Why does this implementation of argmax with Numba CUDA return the wrong result 0.01% of the time?

I’ve made a simple kernel implementing argmax using Numba (code below). It returns the correct result about 99.99% of the time, and a wrong one about 0.01% of the time.
I’ve tried to debug and the closest I got is that sometimes what should be the max value gets overwritten by a thread that definitely should not be writing anything at that moment. Which would be explainable if the syncthreads didn’t work, but I think my usage of it is correct - I syncthreads before and after any reads and writes to the shared memory, and none of them are in conditionals that could resolve differently for different threads. What am I missing?
Code:

from numba import cuda
import math

@cuda.jit    
def argmax2(arr, out):
    n_actual_threads = cuda.blockDim.x
    max_virtual_threads = len(arr)
    argmax_value_scratchpad = cuda.shared.array(0, dtype='float32')[:max_virtual_threads]
    argmax_index_scratchpad = cuda.shared.array(0, dtype='int32')[max_virtual_threads:]
    n_virtual_threads = max_virtual_threads
    for thread_batch in range(math.ceil(n_virtual_threads / n_actual_threads)):
        thread_idx = thread_batch * n_actual_threads + cuda.threadIdx.x
        if thread_idx < n_virtual_threads:
            argmax_value_scratchpad[thread_idx] = arr[thread_idx]
            argmax_index_scratchpad[thread_idx] = thread_idx
    cuda.syncthreads()
    scratchpad_length = len(arr)
    while scratchpad_length > 1:
        new_length = math.ceil(scratchpad_length / 2)
        n_virtual_threads = new_length
        for thread_batch in range(math.ceil(n_virtual_threads / n_actual_threads)):
            thread_idx = thread_batch * n_actual_threads + cuda.threadIdx.x
            cuda.syncthreads()
            if thread_idx < n_virtual_threads:
                a = argmax_value_scratchpad[thread_idx*2]
                idx_a = argmax_index_scratchpad[thread_idx*2]
                b = argmax_value_scratchpad[thread_idx*2+1]
                idx_b = argmax_index_scratchpad[thread_idx*2+1]
                if scratchpad_length % 2 == 1 and thread_idx == new_length - 1:
                    # special case if the length is odd. ceil already added one more thread for it
                    # a is already set correctly for it too
                    # but b is missing so we gotta set it to the first value in the array
                    b = argmax_value_scratchpad[0]
                    idx_b = argmax_index_scratchpad[0]
                if a > b:
                    winning_value = a
                    winning_index = idx_a
                else:
                    winning_value = b
                    winning_index = idx_b
            cuda.syncthreads()
            if thread_idx < new_length:
                argmax_value_scratchpad[thread_idx] = winning_value
                argmax_index_scratchpad[thread_idx] = winning_index
            cuda.syncthreads()
        scratchpad_length = new_length
        
    cuda.syncthreads()    
    out[0] = argmax_index_scratchpad[0]

I guess your intent is to run this code with only a single threadblock? It would probably help if you gave a complete example showing the kernel launch, the data set size you are passing, and indicate how to witness a failure example.

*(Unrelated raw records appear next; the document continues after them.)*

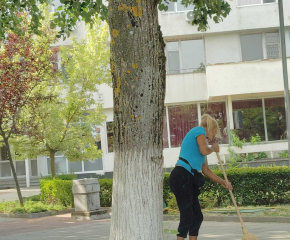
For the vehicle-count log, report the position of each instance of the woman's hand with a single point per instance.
(227, 185)
(215, 147)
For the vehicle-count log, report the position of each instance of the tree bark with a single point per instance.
(138, 72)
(13, 172)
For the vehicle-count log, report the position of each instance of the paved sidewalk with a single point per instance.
(11, 194)
(63, 227)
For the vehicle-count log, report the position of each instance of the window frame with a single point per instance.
(180, 55)
(263, 45)
(175, 10)
(259, 4)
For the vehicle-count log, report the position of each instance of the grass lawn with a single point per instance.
(31, 205)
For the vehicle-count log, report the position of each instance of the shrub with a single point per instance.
(106, 186)
(29, 207)
(56, 191)
(252, 186)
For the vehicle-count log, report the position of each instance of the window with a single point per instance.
(173, 57)
(272, 45)
(94, 165)
(34, 171)
(218, 111)
(3, 154)
(253, 2)
(178, 7)
(20, 168)
(251, 47)
(110, 136)
(181, 120)
(60, 165)
(75, 166)
(252, 118)
(185, 56)
(275, 118)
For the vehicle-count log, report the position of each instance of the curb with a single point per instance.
(234, 219)
(36, 215)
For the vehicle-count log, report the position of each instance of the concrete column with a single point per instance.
(87, 199)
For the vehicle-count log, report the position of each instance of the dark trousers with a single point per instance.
(186, 194)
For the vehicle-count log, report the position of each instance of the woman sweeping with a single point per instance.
(185, 178)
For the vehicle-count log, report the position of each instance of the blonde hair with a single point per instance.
(209, 122)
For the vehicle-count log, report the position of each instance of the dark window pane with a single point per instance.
(275, 118)
(110, 136)
(252, 117)
(60, 165)
(181, 120)
(74, 166)
(218, 111)
(173, 57)
(192, 55)
(251, 47)
(93, 165)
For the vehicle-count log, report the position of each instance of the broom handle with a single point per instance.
(231, 193)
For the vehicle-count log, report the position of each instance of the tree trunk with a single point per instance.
(13, 172)
(138, 71)
(52, 162)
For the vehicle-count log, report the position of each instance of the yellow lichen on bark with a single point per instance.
(123, 7)
(118, 87)
(136, 10)
(115, 33)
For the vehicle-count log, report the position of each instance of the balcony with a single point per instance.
(264, 76)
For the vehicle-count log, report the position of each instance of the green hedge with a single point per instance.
(57, 191)
(106, 192)
(252, 186)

Yeah actually you saying that pointed me in the right direction. The code is working 100% of the time, it’s my testing method that’s failing 0.01% of the time, because, well, my sample size was big enough that sometimes a there were two or more random floats at the exact same max value, so two argmaxes gave two, both correct, but different, answers. Sorry to have wasted space on this forum for something so obvious. You can lock/delete this thread.